Data analyses for Plue & Baeten (2021) Applied Vegetation Science
Here we provide code to reproduce the figures that appear in the main text of the study where we question under which conditions small remnant grasslands may exhibit the largest conservation value.
library(tidyverse)
library(nlme)
library(vegan)
library(ggExtra)
library(gridExtra)
library(Hmsc)
# function to trim lme outputs
trim <- function(model){
round(summary(model)$tTable, 3)
}
Read the data from different .csv files and create some new variables that will be used in the analyses. Brief descriptions of the files and variables:
soil.csv
vegdat.csv
meta.csv
planttraits.csv
soil <- read.csv("data/soil.csv", header = T) %>%
rename(P = P_Olsen_mg.kg,
pH = pH_H2O,
N = N_percentage,
C = C_percentage)
vegdat <- read.csv("data/vegdat.csv", header = T, colClasses = "character") %>%
gather(species, cover, `Achillea.millefolium`:`Viola.sp.`) %>%
mutate(plot = as.integer(plot)) %>%
mutate(pres = case_when(
cover == "R" ~ 1,
cover == "O" ~ 1,
cover == "F" ~ 1,
cover == "C" ~ 1,
cover == "A" ~ 1,
cover == "" ~ 0)
) %>%
select(-cover)
meta <- read.csv("data/plot_metadata.csv", header = T)

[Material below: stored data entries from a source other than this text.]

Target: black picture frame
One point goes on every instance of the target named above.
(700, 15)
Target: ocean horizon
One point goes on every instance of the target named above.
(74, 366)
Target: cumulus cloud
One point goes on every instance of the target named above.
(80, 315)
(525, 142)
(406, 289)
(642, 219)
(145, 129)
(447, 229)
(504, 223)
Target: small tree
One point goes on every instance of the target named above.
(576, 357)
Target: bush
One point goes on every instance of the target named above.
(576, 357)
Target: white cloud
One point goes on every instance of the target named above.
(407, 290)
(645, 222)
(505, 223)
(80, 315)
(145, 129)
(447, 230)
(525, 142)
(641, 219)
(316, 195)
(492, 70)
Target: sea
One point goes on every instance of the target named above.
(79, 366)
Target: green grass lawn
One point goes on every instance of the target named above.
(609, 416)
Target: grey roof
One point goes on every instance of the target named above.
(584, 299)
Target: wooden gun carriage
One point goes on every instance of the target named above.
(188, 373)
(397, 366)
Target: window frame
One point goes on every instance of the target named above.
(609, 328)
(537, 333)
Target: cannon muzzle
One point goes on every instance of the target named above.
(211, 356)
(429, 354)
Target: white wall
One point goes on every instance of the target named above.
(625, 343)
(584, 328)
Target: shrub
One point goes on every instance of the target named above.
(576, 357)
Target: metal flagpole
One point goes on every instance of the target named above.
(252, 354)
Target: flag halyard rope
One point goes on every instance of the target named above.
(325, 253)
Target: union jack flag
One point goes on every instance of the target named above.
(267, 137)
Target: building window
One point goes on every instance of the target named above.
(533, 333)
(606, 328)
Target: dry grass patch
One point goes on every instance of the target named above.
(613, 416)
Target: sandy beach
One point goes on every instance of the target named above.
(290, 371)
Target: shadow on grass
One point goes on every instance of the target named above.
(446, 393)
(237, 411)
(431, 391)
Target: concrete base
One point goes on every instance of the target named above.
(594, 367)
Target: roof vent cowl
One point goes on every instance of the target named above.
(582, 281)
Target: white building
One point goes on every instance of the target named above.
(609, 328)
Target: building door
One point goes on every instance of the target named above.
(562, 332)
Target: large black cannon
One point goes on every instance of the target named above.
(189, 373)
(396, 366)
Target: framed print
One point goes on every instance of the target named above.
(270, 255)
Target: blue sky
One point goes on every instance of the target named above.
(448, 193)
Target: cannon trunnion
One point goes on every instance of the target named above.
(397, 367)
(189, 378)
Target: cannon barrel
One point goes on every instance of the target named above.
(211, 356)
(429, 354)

TR <- read.csv("data/planttraits.csv", header = T) %>%
mutate(species = gsub(" ", ".", species)) %>%
mutate(specialist = specialist_5 + specialist_10) %>%
mutate(specialist_name =ifelse(specialist == 1, "grassland specialists", "non-specialists"))

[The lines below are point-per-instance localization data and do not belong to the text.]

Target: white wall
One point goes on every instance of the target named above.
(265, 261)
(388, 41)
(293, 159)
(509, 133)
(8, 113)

Create a single dataset by joining the soil, vegetation, meta, and trait data. Then create an ID variable that identifies each patch, combining landscape name etc… One plot (ID = 161) showed extreme C percentage values, most probably due to wrong sampling in the field. This plot was removed before the analyses.
dat <- vegdat %>%
left_join(soil) %>%
left_join(meta) %>%
left_join(TR) %>%
mutate(ID = case_when(
Type == "MI" ~ paste(Landscape, Type, Size, Distance),
Type == "SNG" ~ paste(Landscape, Type))) %>%
mutate(Type = factor(Type, levels = c("SNG", "MI"))) %>%
filter(plot != 161)
head(dat)
This is the analysis for research question 1 and Figure 2.

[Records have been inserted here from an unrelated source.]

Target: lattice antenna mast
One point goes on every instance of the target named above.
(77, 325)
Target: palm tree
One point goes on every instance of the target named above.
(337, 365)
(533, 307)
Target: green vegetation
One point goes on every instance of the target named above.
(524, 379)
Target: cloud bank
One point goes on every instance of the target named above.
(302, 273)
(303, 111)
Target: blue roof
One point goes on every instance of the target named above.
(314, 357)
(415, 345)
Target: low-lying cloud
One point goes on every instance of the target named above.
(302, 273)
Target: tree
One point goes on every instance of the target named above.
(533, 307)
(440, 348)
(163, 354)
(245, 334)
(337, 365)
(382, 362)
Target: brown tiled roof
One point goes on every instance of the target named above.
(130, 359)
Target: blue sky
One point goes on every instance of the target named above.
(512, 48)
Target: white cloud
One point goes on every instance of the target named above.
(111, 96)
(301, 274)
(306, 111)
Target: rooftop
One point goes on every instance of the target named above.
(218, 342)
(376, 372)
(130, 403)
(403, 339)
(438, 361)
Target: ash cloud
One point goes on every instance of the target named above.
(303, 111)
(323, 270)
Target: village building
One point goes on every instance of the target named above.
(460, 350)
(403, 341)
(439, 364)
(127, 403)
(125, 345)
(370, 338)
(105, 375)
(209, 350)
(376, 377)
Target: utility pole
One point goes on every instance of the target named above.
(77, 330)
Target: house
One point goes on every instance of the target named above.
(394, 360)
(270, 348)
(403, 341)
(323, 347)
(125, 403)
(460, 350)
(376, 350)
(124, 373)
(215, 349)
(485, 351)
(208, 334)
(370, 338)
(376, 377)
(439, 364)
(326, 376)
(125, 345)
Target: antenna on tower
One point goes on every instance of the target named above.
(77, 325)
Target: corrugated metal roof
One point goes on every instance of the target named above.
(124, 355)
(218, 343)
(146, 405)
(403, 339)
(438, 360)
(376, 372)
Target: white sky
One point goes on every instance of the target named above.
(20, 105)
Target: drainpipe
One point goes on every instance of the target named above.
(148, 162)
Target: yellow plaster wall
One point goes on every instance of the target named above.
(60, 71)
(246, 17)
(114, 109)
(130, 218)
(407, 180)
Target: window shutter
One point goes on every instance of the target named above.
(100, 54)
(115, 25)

First we calculate the habitat amount for remnant grasslands and semi-natural grasslands in every landscape.
habitat_amount <- meta %>%
group_by(Landscape, Type) %>%
summarize(sum_area = sum(Area)) %>%
# MI are counted twice this way (two plots per patch)
# SNG are counted six times (same area around each plot)
mutate(amount = ifelse(Type == "MI", sum_area/2, sum_area/6) / 10000)
Calculate and test for differences in mean habitat amount between grassland types.
habitat_amount %>%
group_by(Type) %>%
summarize(mn = round(mean(amount), 1))
trim(lme(log(amount) ~ Type, random=~ 1 | Landscape, data = habitat_amount))
Value Std.Error DF t-value p-value
(Intercept) 0.055 0.265 8 0.206 0.842
TypeSNG 1.905 0.364 8 5.238 0.001
To account for the difference in the number of vegetation plots sampled in the semi-natural grasslands (n = 6 per landscape) and remnant grasslands (n = 12 per landscape), the species richness of the remnant grasslands needed to be rescaled. We calculated the average number of species across six plots, through sample-based rarefaction (n = 100 permutations).
We run the same analyses on (1) all species, (2) the subset of specialists, and (3) the subset of non-specialists. To avoid code replication, we first create two helperfunctions: one for rarefaction and one for creating plots.
# rarefaction function
f_gamma <- function(vegdata){
# species accumulation curves
spec_acc <- vegdata %>%
group_map( ~ specaccum(comm = .x, method = "random", permutations = 100))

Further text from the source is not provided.